Adam Tambellini (born November 1, 1994) is a Canadian professional ice hockey forward who is currently playing for Rögle BK of the Swedish Hockey League (SHL). Tambellini was selected by the New York Rangers in the third round (65th overall) of the 2013 NHL Entry Draft.

Playing career
Tambellini played top midget hockey in Alberta before playing three games with the Sherwood Park Crusaders in the Alberta Junior Hockey League during the 2010–11 season as a 16-year-old.
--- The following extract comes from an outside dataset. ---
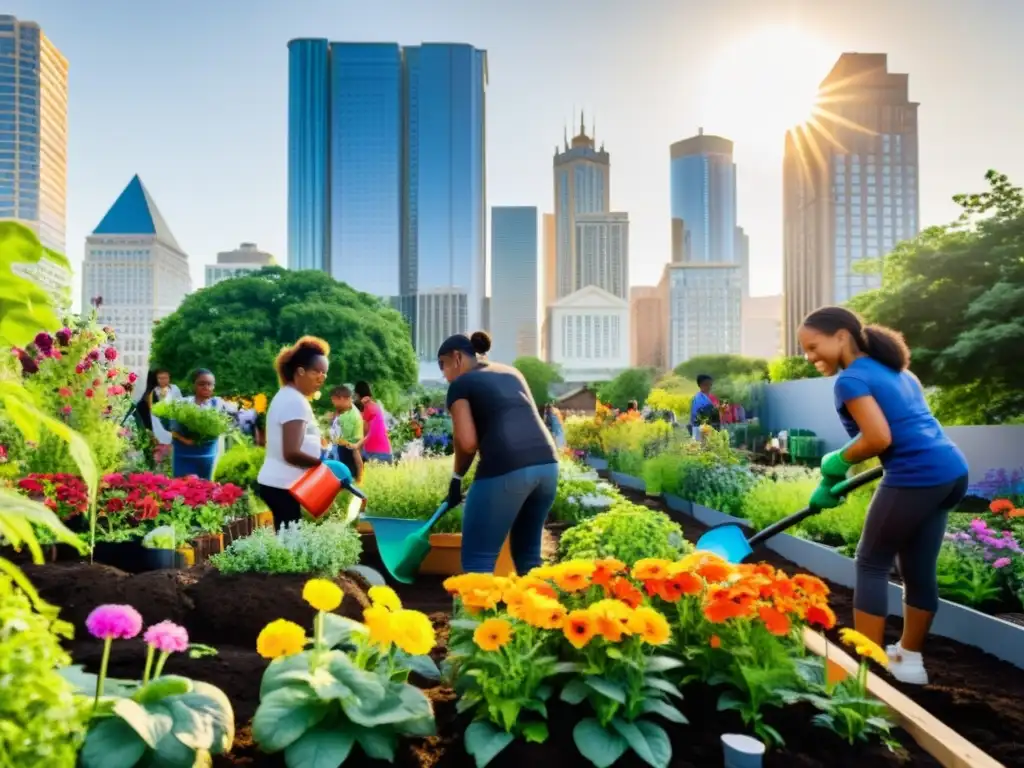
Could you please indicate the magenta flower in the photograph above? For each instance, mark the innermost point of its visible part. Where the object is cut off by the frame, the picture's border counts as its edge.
(114, 623)
(167, 637)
He then continued his junior career, playing two seasons in the British Columbia Hockey League (BCHL) with the Vernon Vipers and the Surrey Eagles before committing to college hockey with the University of North Dakota in the National Collegiate Hockey Conference.

After his selection by the Rangers at the 2013 NHL Entry Draft, Tambellini played just 16 games in his freshman year with the Fighting Hawks in 2013–14 season. He then opted to leave college to return to Canada to play major junior hockey in the Western Hockey League (WHL) after his rights were acquired by the Calgary Hitmen from the Portland Winterhawks on January 8, 2014. He regained his scoring touch in the WHL playing out the remainder of the season in producing 39 points in just 31 games.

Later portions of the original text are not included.